1) Está Saddam Hussein mentindo sobre as famosas "armas de destruição em massa"? Que atitude e riscos toma um ditador árabe, absolutamente desprovido de escrúpulos, perante os critérios de comprovação exigidos numa sociedade ocidental, aberta, liberal, democrática e submissa à crítica da opinião pública?
2) Em contraposição, que valor possui a imaginação pitoresca, para não dizer paranóica, estilo 1001 Noites, para um povo pobre, oprimido, ressentido, tradicionalista, desinformado e fanatizado por um misto de religiosidade e ideologia nacional-socialista?
3) Não são hoje os EUA a potência hegemônica? Na realidade, relativamente menos poderosos do que já foram, pois, em 1945, ao término da Segunda Guerra Mundial, dispunham de 12 milhões de soldados, a única frota de guerra existente, o domínio aéreo, 50% do PIB mundial e a arma absoluta, incontrastável, a bomba atômica. O Império mundial apresentava-se-lhes escancarado à eventual cobiça. Ao invés, trouxeram de volta os soldadinhos para o Natal (let s bring the boys home for Xmas...), entregaram a Europa oriental a Stalin; deram independência às Filipinas; deixaram os maoístas conquistar a China; reconstruíram a Europa com o Plano Marshall; criaram dois novos e potentes aliados com os ex-inimigos Alemanha e Japão e - não obstante o incontrastável poder - esperaram o comunismo cair de podre com a política de contenção durante a guerra fria.
4) Não é verdade então que, se não fosse a América, seria hoje o mundo inteiro totalitário, ou nazista ou comunista? Não sei se franceses, alemães e belgas sabem disso e creio que os brasileiros não nos damos conta de qual teria sido nossa sorte em 1935, em 1938/40 e em 1962/64 não dominasse Tio Sam o ar e os mares...

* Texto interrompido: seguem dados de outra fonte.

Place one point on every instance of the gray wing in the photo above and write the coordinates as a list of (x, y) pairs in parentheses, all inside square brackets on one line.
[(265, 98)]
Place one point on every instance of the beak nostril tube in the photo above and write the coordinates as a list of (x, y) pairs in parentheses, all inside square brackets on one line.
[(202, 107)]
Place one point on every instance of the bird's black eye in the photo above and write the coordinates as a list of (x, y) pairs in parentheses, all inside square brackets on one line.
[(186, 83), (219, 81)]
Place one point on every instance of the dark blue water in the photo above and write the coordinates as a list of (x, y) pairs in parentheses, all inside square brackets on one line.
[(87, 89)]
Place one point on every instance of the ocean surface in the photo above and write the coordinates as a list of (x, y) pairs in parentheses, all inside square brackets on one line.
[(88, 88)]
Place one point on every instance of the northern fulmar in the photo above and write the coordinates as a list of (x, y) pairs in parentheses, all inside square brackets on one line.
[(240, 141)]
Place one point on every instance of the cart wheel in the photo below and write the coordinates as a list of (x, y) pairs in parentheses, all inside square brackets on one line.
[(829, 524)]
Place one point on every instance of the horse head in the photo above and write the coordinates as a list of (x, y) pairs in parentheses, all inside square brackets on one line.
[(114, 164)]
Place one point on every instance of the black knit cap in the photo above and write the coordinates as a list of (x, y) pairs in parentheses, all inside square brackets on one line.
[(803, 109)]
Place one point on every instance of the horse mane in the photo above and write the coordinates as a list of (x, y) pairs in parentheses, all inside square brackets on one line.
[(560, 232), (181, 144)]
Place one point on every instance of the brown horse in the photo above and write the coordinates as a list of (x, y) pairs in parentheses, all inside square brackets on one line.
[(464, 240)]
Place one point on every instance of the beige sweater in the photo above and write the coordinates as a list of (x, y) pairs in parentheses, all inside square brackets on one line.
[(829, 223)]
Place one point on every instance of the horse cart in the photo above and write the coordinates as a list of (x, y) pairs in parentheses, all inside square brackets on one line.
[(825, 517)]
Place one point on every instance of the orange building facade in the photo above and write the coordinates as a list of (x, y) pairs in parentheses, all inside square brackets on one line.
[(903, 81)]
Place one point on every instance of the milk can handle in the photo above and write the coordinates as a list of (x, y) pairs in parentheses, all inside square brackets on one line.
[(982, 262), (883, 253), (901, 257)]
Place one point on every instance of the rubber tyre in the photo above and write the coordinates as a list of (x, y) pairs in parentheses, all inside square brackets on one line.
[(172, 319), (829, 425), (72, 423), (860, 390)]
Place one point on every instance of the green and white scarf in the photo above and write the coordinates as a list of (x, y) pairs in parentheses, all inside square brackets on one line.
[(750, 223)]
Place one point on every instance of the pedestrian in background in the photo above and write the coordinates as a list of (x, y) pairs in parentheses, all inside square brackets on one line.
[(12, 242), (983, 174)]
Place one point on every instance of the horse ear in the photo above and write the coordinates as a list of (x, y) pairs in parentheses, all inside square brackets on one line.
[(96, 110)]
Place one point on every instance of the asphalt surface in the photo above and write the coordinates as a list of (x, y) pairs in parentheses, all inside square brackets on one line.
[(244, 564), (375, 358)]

5) Pergunta final. Hoje, é o PIB americano de US$ 10 trilhões, entre um terço e um quinto do PIB mundial, e sete outras nações possuem armamento atômico. O "Império" está sujeito a um consenso crítico, interno e externo... Se invadir o Iraque e não enfrentar armas de destruição em massa, vencerá em três dias, mas desmoralizará Bush para uma reeleição. Se encontrar tais armas, confirmando suas denúncias, corre o risco de sofrer um número considerável de baixas num confronto geral com o Islã. No jogo de pôquer, ninguém sabe qual dos dois tem o trunfo maior. Não é ele o jogo da verdade e da mentira?